EKREM İMAMOĞLU: KAMU KAYNAKLARI DEPREM İÇİN HARCANMADI. BİR AVUÇ ÇIKAR GRUBU 85 MİLYAR DOLARLIK RANTI PAYLAŞTI

EKREM İMAMOĞLU: KAMU KAYNAKLARI DEPREM İÇİN HARCANMADI. BİR AVUÇ ÇIKAR GRUBU 85 MİLYAR DOLARLIK RANTI PAYLAŞTI
İstanbul Büyükşehir Belediye (İBB) Başkanı Ekrem İmamoğlu, İstanbul’un depreme hazırlık ajandasını ve yeni çözüm önerilerini aktardığı toplantıda, “Korunmuş askeri alanlarımızı lüks konuta ve ticari alanlara çevirip, milletin malı üzerinden çevrelerini zengin ettiler” dedi. Kamu kaynaklarının deprem...

Haber: OKTAY YILDIRIM - Kamera: ADEM KARABAYIR

İstanbul Büyükşehir Belediye (İBB) Başkanı Ekrem İmamoğlu, İstanbul’un depreme hazırlık ajandasını ve yeni çözüm önerilerini aktardığı toplantıda, “Korunmuş askeri alanlarımızı lüks konuta ve ticari alanlara çevirip, milletin malı üzerinden çevrelerini zengin ettiler” dedi. Kamu kaynaklarının depremle mücadele için harcanmadığını vurgulayan İmamoğlu, 6306 sayılı Afet Riski Yasası kullanılarak İstanbul’un göbeğindeki üniversite alanlarının konuta, ticarete açıldığını belirterek, “Bu alanlar lüks, israf ve yeni kentsel yük alanları oldu. Bu ‘hançer projeler’, kente yeni altyapı ve trafik yükü getirdi. Bir avuç çıkar grubu, 85 milyar dolarlık rantı paylaştı” diye konuştu.

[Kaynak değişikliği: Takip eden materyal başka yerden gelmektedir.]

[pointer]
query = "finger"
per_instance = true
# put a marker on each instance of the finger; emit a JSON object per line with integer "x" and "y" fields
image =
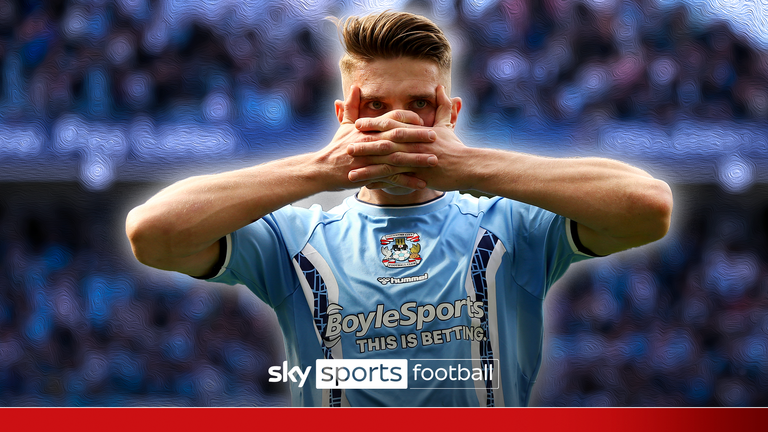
{"x": 352, "y": 105}
{"x": 443, "y": 112}
{"x": 388, "y": 121}
{"x": 405, "y": 116}
{"x": 406, "y": 180}
{"x": 411, "y": 160}
{"x": 386, "y": 147}
{"x": 376, "y": 172}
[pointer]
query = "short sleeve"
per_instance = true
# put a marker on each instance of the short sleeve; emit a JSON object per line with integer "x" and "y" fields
{"x": 257, "y": 257}
{"x": 540, "y": 243}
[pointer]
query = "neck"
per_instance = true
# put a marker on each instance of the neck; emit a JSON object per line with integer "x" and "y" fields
{"x": 380, "y": 197}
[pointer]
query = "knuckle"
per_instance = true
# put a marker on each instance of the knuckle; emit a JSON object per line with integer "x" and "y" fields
{"x": 383, "y": 146}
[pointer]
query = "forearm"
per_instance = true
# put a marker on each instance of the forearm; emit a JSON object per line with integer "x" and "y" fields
{"x": 189, "y": 216}
{"x": 607, "y": 196}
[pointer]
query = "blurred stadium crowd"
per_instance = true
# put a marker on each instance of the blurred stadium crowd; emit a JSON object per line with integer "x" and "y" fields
{"x": 684, "y": 322}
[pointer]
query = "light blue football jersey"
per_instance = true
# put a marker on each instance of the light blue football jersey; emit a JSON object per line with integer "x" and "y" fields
{"x": 458, "y": 277}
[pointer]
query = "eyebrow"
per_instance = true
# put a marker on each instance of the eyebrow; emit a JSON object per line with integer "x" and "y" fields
{"x": 428, "y": 96}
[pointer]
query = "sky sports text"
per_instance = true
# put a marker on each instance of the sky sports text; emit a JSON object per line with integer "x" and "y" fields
{"x": 392, "y": 374}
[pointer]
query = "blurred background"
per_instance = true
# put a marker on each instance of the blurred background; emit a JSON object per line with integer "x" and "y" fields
{"x": 104, "y": 102}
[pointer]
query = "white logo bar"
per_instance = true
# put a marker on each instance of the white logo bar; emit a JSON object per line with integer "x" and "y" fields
{"x": 361, "y": 374}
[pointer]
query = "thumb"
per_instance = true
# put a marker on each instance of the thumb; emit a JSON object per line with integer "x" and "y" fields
{"x": 443, "y": 112}
{"x": 352, "y": 105}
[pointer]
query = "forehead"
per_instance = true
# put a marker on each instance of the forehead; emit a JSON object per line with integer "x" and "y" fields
{"x": 397, "y": 77}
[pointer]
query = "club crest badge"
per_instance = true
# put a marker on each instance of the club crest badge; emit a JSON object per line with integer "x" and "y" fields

İBB Başkanı Ekrem İmamoğlu, bugün düzenlediği basın toplantısında İstanbul’un depreme hazırlık ajandasını ve yeni çözüm önerilerini açıkladı. Haliç Kongre Merkezi’ndeki “İstanbul’un Yeni Çözüm Adımları” başlıklı toplantıda konuşan İmamoğlu, 17 Ağustos 1999’da meydana gelen Gölcük merkezli depreminin tüm Cumhuriyet tarihinin en büyük trajedisi olduğunu söyledi. “Büyük depremin üzerinden 23 yıl geçti ama biz, ülke olarak bu zamanı doğru kullanamadık” diyen İmamoğlu, bu süreçteki 20 yılda hem İstanbul’u hem de Türkiye’yi yöneten anlayışın depreme hazırlık konusunu dönem dönem ciddiye aldığını, ancak çoğu zaman o ciddiye alışın arka planında başka işlere öncelik verildiğini dile getirdi.

Göreve geldiklerinde, verilerin İstanbul’da deprem durumunda yaklaşık 48 bin binada ağır ve çok ağır, 146 bin binada ise orta hasar yaşanabileceğini ortaya koyduğunu belirten İmamoğlu, “Önümüze konmuş olan veri son derece endişe vericiydi ama çok geçmeden detaylı bir çalışma yapınca gördük ki bu rakamlar doğru değil. Yaptığımız tespitlerden sonra ağır hasar görebilecek binaların 1,8 kat, orta hasar görebilecek binaların ise 3,3 kat daha fazla olduğunu bize gösteren sonuçlar elde ettik” diye konuştu.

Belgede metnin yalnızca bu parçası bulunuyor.